A tension between political hunger and fruition runs throughout Kevin Van Meter’s new book on building contemporary revolutionary struggle, Guerrillas of Desire: Notes on Everyday Resistance and Organizing to Make a Revolution Possible, published this month by AK Press and the Institute for Anarchist Studies. Van Meter’s book is a welcome contribution to build meaningful revolutionary struggle and to revive the sorely needed tradition of autonomist Marxism. Indeed, in the era of Trump and neoliberalism, the urgency and the desire for a revolutionary transformation animates many on the left. But we often struggle to realize these desires.
Van Meter’s central metaphor in this book, “guerrillas of desire,” seeks to awaken us to the revolutionary potential already found in everyday popular struggle. Resistance and refusal, sabotage and obfuscation, Van Meter argues, all bring forward revolutionary potential, the ability to break with the structures of an exploitative society and begin to construct something new. These acts of refusal, in particular the “refusal of work,” are central features of the book. Those who fight back against capitalism in this way are guerrillas, fighters against an ongoing war by capital to impose work and seize commons. These are regular people, often lost to history, the slaves, peasants and workers who fight to retain some degree of autonomy of their lives and themselves through acts that include the “theft of time and materials, feigned illness, sabotage, arson, murder, [and] exodus.” Their acts also clear the space for alternative worlds, and hence Van Meter’s use of “desire.” Quoting Zapatista militant Subcomandante Marcos, for guerrillas, “in our dreams we have seen another world, an honest world, a world decidedly fairer than the one in which we now live.” A desire for a new world, with revolutionary tactics, make the metaphor: guerrillas of desire.

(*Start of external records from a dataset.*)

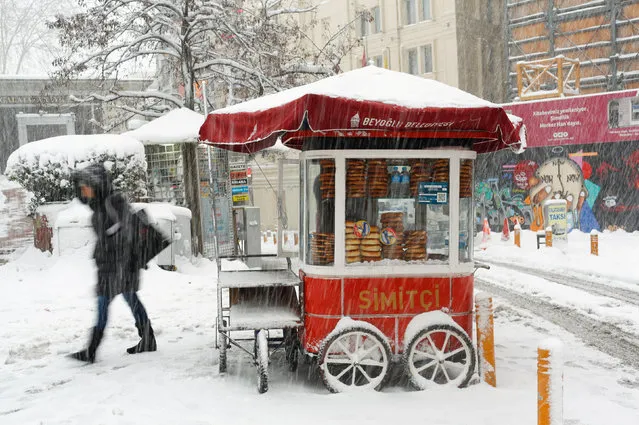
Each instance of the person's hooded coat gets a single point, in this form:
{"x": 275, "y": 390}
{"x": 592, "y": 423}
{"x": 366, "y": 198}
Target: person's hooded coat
{"x": 114, "y": 256}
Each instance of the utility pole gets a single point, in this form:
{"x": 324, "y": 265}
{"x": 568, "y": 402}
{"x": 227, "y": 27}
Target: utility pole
{"x": 614, "y": 10}
{"x": 551, "y": 27}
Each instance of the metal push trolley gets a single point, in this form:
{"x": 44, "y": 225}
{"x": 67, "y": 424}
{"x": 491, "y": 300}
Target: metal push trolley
{"x": 386, "y": 240}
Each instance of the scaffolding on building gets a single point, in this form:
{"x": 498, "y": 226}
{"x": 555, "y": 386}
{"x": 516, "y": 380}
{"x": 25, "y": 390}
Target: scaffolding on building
{"x": 602, "y": 35}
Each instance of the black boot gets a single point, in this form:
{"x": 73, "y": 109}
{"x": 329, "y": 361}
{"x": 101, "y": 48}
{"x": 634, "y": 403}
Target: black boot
{"x": 147, "y": 341}
{"x": 88, "y": 354}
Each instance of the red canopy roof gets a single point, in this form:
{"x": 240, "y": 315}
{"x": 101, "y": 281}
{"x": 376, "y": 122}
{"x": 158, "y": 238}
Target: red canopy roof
{"x": 367, "y": 102}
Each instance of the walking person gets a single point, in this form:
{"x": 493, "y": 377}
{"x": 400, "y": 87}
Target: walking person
{"x": 117, "y": 263}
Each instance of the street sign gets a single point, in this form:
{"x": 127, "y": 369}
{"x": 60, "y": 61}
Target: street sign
{"x": 239, "y": 189}
{"x": 235, "y": 175}
{"x": 241, "y": 197}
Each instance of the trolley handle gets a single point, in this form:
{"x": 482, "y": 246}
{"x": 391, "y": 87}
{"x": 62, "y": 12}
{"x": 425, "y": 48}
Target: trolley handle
{"x": 479, "y": 265}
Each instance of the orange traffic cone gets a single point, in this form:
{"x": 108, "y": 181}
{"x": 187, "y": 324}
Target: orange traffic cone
{"x": 505, "y": 233}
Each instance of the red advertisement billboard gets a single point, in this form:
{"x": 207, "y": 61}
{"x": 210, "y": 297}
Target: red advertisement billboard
{"x": 599, "y": 118}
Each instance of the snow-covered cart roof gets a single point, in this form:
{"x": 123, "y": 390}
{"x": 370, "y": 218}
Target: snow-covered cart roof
{"x": 367, "y": 102}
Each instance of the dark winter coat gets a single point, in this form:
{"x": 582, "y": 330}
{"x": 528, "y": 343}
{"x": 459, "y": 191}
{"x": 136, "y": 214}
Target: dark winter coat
{"x": 118, "y": 270}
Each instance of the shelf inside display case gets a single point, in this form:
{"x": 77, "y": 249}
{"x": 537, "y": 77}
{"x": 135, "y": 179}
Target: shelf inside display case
{"x": 395, "y": 210}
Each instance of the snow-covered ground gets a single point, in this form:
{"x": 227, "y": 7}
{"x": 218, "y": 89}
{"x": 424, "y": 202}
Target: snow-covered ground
{"x": 47, "y": 307}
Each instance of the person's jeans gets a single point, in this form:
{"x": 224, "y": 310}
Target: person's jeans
{"x": 138, "y": 310}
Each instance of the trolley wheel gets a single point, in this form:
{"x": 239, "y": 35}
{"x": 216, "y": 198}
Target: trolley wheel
{"x": 261, "y": 361}
{"x": 440, "y": 354}
{"x": 354, "y": 359}
{"x": 222, "y": 347}
{"x": 291, "y": 349}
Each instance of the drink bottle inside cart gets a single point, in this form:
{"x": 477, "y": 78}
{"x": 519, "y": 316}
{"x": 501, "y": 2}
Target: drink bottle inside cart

What the book does exceedingly well is engage and update autonomist Marxism, bringing ideas into 2017. Van Meter’s concepts of class struggle are especially refreshing and deserve wide circulation in both activist and academic circles. Using the autonomist notion of the “social factory,” he shows us that class struggle is greater than wage conflicts on the shop floor, or coal miner shootouts with Pinkertons. Instead, if the structure of society supports the process of profit accumulation, and all of society is a “social factory,” then resistance and contestation in schools, in the home, in the bedroom and in the streets, are part of the struggle against capital. Further, the contestants on the bottom, the oppressed and marginalized, whether employed or not, are part of the working class. Therefore, the myriad forms of everyday resistance are both part of working-class struggles and the building blocks for revolutionary emancipation from capital.
This framework is hindered, however, by some overly general formulations. One frustrating element of Guerrillas of Desire is that Van Meter tries to convince us that capitalism is defined by the “imposition of work,” rather than wages, profits and commodities, and that resistance therefore looks like the “refusal to work.” But defining “capitalism as the endless imposition of work” is too narrow; capital is engaged in bigger projects than this single act. Furthermore, work can, with different social relationships, become a fundamental and meaningful part of human expression. Resistance, therefore, should be defined as the refusal to work on the terms of capital, of exploited or unremunerated work not in our interests and from which we are alienated, and not from work in general; his rhetorical use of “work” is more confusing than revealing. So, too, with his use of “everyday” in the forms of resistance he highlights. For slaves, peasants and workers, the groups that compose the three central chapters of the book, Van Meter is quick to include arson and murder in the forms of everyday resistance. Including these unusual forms of resistance with more common forms, like stealing, confuses the meaning of “individual” with “commonplace.”
At stake here is the relationship between individual and collective resistance. Van Meter is excellent in convincing us that these forms of small, “everyday” methods of resistance are the beginnings of potentially revolutionary struggle; what is not clear, however, is how these forms can be “scaled up” to make social revolution possible. Van Meter hints at this idea but does not fully explore it in the chapter on slavery, in which individual acts, “exodus” or fleeing, assassination and tool-breaking take center stage. Citing George Rawick, Van Meter argues that during the American Civil War, enslaved people refused work on a massive scale, provoking a crisis for Confederate leadership. True enough, but the progenitor of that idea, W.E.B. Du Bois, called those actions a “general strike” and placed them at the center of both forcing emancipation and leading to the ultimate defeat of the confederacy. If ever there was a revolutionary moment in US history, this was it, formed in collective struggle. Du Bois’s argument makes Van Meter’s case for him: The acts of individuals, increasingly moving in concert, can form enough collective power to topple even the most brutal of systems.
Van Meter and Guerrillas of Desire shows us that revolutionary struggle is already happening all around us, and for many of us, is already a part of our daily practice. Were this enough, however, we’d have achieved “fully automated gay space luxury communism,” to paraphrase a favorite meme, long ago. We haven’t. And so, the question that confronts us from the book is where to go for struggle of this type; in the author’s phrasing, exactly how “to make a revolution possible.” That Guerrillas of Desire can so thoughtfully provoke this question means it deserves a wide audience indeed. Our task is to take up the call.